Et comme le bossu avait fait une tentative indiscrète pour se répondre à lui même, la jeune femme l’envoya retomber sur sa chaise, et bondit hors du cabinet en criant à ses amis :

— C’est entendu, à demain soir ! En attendant, je retourne au bal.

Méral se redressa fort humilié et sortit avec ses compagnons. Sur le boulevard ils se séparèrent pour regagner leurs domiciles respectifs.

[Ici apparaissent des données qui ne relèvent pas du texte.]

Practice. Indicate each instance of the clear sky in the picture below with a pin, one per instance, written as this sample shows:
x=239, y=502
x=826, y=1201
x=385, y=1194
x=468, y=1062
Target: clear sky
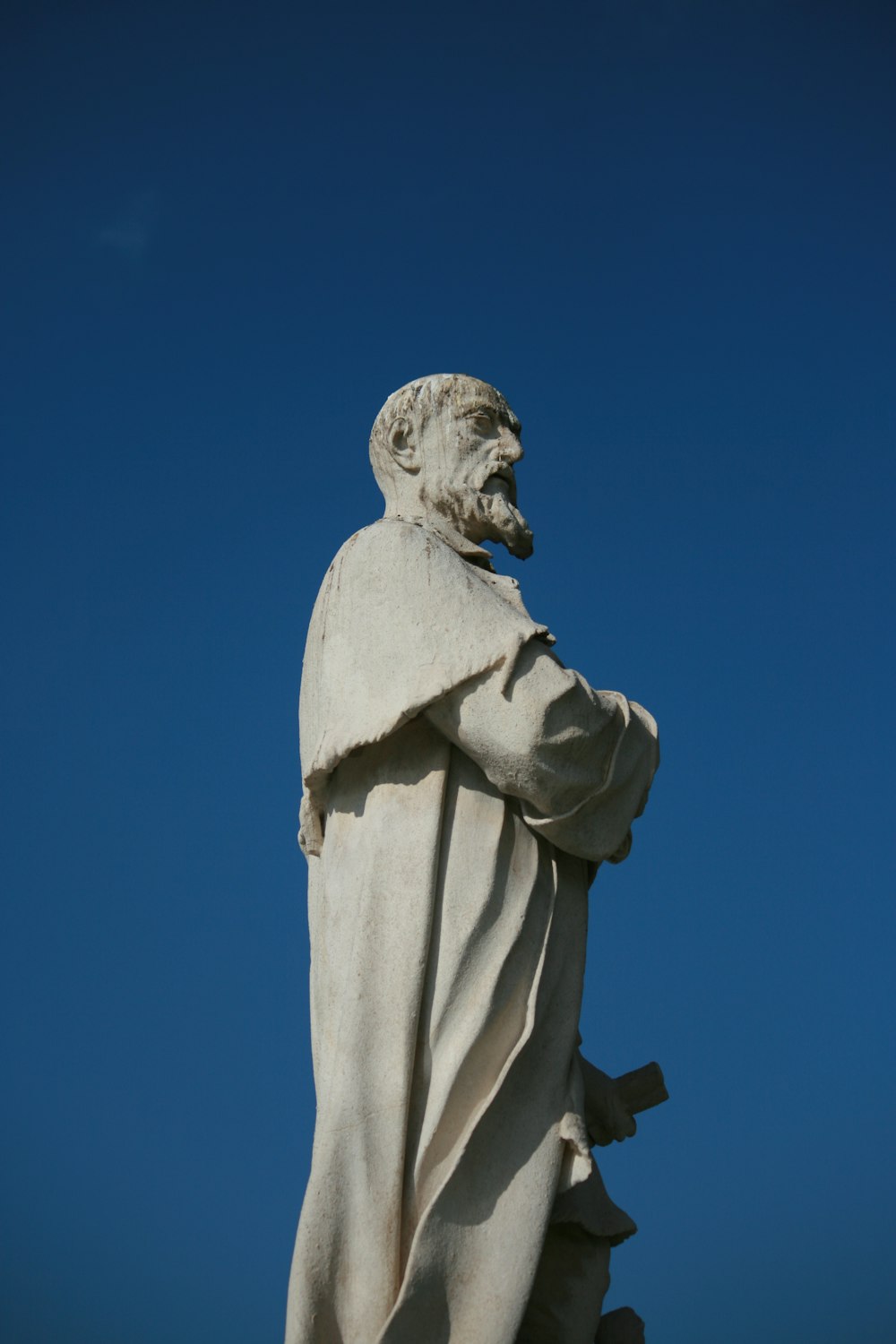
x=665, y=230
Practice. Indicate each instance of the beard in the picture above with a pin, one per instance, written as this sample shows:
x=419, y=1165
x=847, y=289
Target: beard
x=487, y=515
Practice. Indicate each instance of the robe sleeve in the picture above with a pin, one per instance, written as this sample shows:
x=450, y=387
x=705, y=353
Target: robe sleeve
x=401, y=621
x=579, y=761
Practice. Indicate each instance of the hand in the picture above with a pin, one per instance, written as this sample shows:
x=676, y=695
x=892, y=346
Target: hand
x=605, y=1115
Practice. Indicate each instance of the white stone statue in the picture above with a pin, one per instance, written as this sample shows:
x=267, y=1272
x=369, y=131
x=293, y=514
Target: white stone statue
x=461, y=789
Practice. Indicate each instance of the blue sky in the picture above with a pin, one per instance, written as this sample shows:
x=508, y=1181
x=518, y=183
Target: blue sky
x=665, y=231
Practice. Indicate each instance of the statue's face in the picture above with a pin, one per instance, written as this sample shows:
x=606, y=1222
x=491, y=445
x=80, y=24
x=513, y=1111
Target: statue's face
x=468, y=453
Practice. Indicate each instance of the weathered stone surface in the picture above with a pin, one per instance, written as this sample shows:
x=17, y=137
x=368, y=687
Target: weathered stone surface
x=461, y=789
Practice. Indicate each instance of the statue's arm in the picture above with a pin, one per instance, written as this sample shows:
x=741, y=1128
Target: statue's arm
x=579, y=760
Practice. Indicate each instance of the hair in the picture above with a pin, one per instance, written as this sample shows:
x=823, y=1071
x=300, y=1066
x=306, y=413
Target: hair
x=417, y=402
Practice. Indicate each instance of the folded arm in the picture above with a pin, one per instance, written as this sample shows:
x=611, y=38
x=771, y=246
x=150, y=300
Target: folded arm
x=581, y=761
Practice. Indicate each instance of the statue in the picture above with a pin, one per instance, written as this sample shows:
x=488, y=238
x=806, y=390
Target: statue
x=461, y=788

Justin habitait dans l’intérieur de Paris, tandis que Claude et Pierre logeaient dans un de ces nombreux hôtels garnis mal famés qu’on rencontrait alors à chaque pas sur les boulevards extérieurs.

On comprend aisément que si elle avait été forcée, dans l’intérêt de sa sœur, de revoir son ancien amant, Françoise lui avait impitoyablement fermé sa porte.

Du reste, Manouret, qui craignait d’avoir à parler du passé, n’avait pas insisté pour renouer avec sa vieille maîtresse. Il préférait de beaucoup n’être interrogé sur ce point ni par elle ni par qui que ce fût.

Les trois amis s’étaient donné rendez-vous pour le jour suivant, dans le même débit d’où ils sortaient, afin de se concerter selon les nouvelles qu’apporterait Clarisse.